I lavori estivi rappresentano il proseguimento di un percorso di riqualificazione già avviato tra ottobre e novembre del 2025. In quel periodo, la Saf aveva stanziato circa 90.000 euro per il rifacimento e l'adeguamento degli impianti elettrico e fotovoltaico ormai obsoleti, cogliendo un finanziamento coperto per l'80% dalla Regione Friuli Venezia Giulia.

A complicare il quadro stagionale si è aggiunta la complessa transizione gestionale. A seguito del bando di manifestazione di interesse pubblicato all'inizio del 2026 e dopo la rinuncia dei primi gestori individuati, sono pervenute ben 22 candidature. Tuttavia, nessuna di queste proposte ha potuto concretizzarsi a causa di insormontabili criticità di natura logistica e organizzativa.

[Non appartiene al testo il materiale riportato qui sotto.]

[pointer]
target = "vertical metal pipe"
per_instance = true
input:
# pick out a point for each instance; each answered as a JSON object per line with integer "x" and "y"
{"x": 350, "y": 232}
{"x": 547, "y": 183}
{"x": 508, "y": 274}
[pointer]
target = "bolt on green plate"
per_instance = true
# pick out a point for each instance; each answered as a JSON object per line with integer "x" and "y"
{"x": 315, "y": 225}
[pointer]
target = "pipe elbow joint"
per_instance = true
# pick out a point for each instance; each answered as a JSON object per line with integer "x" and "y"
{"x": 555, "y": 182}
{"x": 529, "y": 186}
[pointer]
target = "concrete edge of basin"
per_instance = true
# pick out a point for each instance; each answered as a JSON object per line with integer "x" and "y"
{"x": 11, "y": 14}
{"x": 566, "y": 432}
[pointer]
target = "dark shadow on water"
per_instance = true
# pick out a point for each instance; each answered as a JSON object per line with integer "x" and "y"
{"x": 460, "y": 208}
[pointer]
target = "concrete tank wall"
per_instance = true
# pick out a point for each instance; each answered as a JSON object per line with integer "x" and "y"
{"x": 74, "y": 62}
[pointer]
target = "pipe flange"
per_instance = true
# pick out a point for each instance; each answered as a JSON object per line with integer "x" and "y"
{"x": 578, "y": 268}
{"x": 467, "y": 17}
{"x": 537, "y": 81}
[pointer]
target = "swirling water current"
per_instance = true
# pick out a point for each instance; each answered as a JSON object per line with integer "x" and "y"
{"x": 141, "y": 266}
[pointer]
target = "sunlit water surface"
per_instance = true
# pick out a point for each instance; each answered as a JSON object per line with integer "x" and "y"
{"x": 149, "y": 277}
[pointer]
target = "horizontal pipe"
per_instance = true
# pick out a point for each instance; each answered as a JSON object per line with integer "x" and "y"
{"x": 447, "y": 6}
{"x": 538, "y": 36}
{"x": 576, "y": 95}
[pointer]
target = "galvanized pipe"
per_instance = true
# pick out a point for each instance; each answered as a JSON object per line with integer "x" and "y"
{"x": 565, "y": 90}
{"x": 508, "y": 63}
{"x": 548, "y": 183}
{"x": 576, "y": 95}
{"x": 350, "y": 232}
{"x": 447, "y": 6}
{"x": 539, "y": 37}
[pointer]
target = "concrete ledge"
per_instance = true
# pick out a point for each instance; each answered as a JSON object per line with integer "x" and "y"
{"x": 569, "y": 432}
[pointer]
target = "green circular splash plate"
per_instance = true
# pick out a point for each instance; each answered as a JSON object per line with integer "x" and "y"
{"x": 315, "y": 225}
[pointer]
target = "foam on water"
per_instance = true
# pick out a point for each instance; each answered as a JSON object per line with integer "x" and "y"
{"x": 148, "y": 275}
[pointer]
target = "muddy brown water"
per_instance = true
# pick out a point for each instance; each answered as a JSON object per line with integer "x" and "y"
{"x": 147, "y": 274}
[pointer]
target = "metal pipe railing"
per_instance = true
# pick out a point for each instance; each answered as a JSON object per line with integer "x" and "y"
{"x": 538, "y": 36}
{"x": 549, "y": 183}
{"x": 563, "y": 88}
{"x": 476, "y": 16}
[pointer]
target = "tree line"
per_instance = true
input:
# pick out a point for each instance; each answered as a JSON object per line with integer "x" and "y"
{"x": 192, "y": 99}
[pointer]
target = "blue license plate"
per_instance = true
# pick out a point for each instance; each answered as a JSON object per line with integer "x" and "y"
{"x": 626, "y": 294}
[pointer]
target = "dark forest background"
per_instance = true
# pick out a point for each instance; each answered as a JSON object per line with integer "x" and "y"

L'avviso di chiusura segna anche la fine di un'epoca storica. La Saf ha infatti rivolto un accorato ringraziamento alla famiglia Tamussin di Collina di Forni Avoltri, che ha guidato il Marinelli con dedizione e competenza per oltre cinquant'anni, concludendo l'incarico al termine della stagione 2025 per una scelta personale.

Le parole della presidenza e il futuro della struttura

Il presidente della Società Alpina Friulana, Umberto Sello, ha voluto fare chiarezza sulla situazione garantendo il massimo impegno per la riapertura nel minor tempo possibile, necessaria anche per la sostenibilità economica di un immobile che richiede costante manutenzione.

«Per noi è motivo di grande dispiacere dover rinunciare, seppure temporaneamente, all'apertura del rifugio», ha dichiarato il presidente Sello. «Dispiace anche aver letto, in questi mesi, commenti polemici e giudizi affrettati nei confronti della nostra associazione, espressi evidentemente senza conoscere le reali difficoltà che questa situazione comporta. Il nostro obiettivo è uno solo: preservare e valorizzare il Rifugio Marinelli affinché possa continuare a rappresentare un punto di riferimento per la montagna friulana».

Costruito e inaugurato nel 1901, il Marinelli è il più antico rifugio della Carnia e un simbolo dell'alpinismo regionale. Intitolato al geologo Giovanni Marinelli e al figlio Olinto, entrambi storici presidenti del sodalizio udinese, il rifugio sorge in posizione strategica ai piedi del Monte Coglians e lungo la Traversata Carnica, cerniera fondamentale tra l'alta Val di Gorto e l'alta Valle del But. Dalla SAF assicurano che si tratta soltanto di una fase transitoria per riportare quanto prima la struttura alla piena attività.